Ciudad De México, 12 de abril de 2026.- El Dicasterio de Doctrina de la Fe del Vaticano ha archivado la denuncia por pederastia contra el obispo emérito de Cádiz, Rafael Zornoza. La decisión, tomada hace algunas semanas, se basa en una aplicación garantista de un tecnicismo jurídico relacionado con la dificultad para determinar la edad exacta de la víctima en el momento de los hechos denunciados.

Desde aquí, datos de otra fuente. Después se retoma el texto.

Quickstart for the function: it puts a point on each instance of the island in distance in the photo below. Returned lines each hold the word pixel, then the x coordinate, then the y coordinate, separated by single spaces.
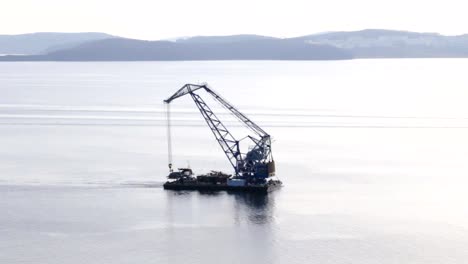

La denuncia señalaba una presunta agresión sexual a un menor en los años noventa, cuando Zornoza ejercía como sacerdote en Getafe. Según los hechos expuestos, los abusos comenzaron cuando el denunciante tenía 14 años. Sin embargo, el archivo del caso atiende a si el denunciante era mayor o menor de 16 años, que constituía el límite de la minoría de edad según el código canónico de 1983 vigente en esa época.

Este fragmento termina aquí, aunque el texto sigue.